In the end, after a grand dance in a ballroom with hundreds of immaculately costumed extras, the camera's final shot focuses on an area outside the museum which looks like water, encapsulating the entire Russian Ark idea: that despite the turmoil, upheaval and shocking violence over the last three hundred years of Russian and European history, the survival of a place like the Hermitage meant that literally priceless pieces of history and civilisation have survived. The Hermitage and the film have to do more with a view of Russia as part of a sophisticated Europe than any idea of Russian pre-eminence or nationalism. Clearly many of the greatest works housed within the museum aren't even Russian in origin or design; they're works by the European masters. So anyone fearful of being subjected to Soviet - Communist propaganda for 90 minutes need not fret.

The orchestration of the whole escapade is amazing. The feat is truly a tremendous achievement in terms of film making. And it does make points regarding history, tyrants, art, beauty and the survival of the
extensions of civilisation that great works of art essentially represent. The unprecedented access to the Hermitage is also staggering, as for most of us that will never be able to afford to make the pilgrimage there, it is amazing to look inside one of the greatest museums in human history.

All this being true, then why the fuck was I so bored?

I truly found this 'film' utterly stultifying. Though I'm sure I may have missed plenty of the symbolism and the sheer importance of everything that was going on, I really didn't care. Plenty of times when the Stranger is confronting people (as he does when he starts haranguing a young guy who has the temerity to offer an opinion regarding a painting depicting St Peter and St Paul), it is like watching an insane homeless person yelling at people for being part of the alien conspiracy or for making their wives leave them thirty years
ago; it's uncomfortable and unproductive.

Though technically it's an incredible achievement, in my anything but humble opinion it is not even a remotely decent film. It's not engaging, the glimpses of the masterpieces are entirely frustrating more than anything else, and the curious blend of documentary and narrative fictitious commentary wildly varies in terms of quality. I really did not appreciate this film. I can pay respect to the achievement, but that doesn't mean I found it even remotely enjoyable. I'm sure it meant a lot to other much smarter people than myself, but the feeling I was most often experiencing more than halfway through the proceedings was a most
profound boredom.

Towards the end I was verging on that state where one snaps their head forward to stop themselves from passing out entirely, and I was watching the film in the middle of the day.

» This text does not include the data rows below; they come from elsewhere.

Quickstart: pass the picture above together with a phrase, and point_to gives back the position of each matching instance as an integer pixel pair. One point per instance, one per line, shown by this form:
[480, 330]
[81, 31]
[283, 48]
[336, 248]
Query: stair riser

I have a very high boredom threshold, much higher than most people. I love plenty of films that put other people into comas. I adore the films of Hal Hartley and Whit Stillman. I love many Japanese films,
including many of the non-Kurosawa older Japanese films that moved with the speed of sleepy glaciers. Hell, I even watched the original Tarkovsky version of Solaris in one sitting and somewhat enjoyed it. But I found this film boring. I can't think of any greater condemnation than that.

This film is like watching a very unattractive person having a wank at the Taj Mahal or at the Louvre. Even though the locale and the scenery are great, and they're technically marvellous at it and have the
endurance to do it for 90 minutes, they're still just having a wank. And I sure as hell don't like paying good money to watch people masturbate. Not when I can read newsgroups and see people doing it
for free :)

5 revolutions out of 10 that I should lead to prevent films like this being made.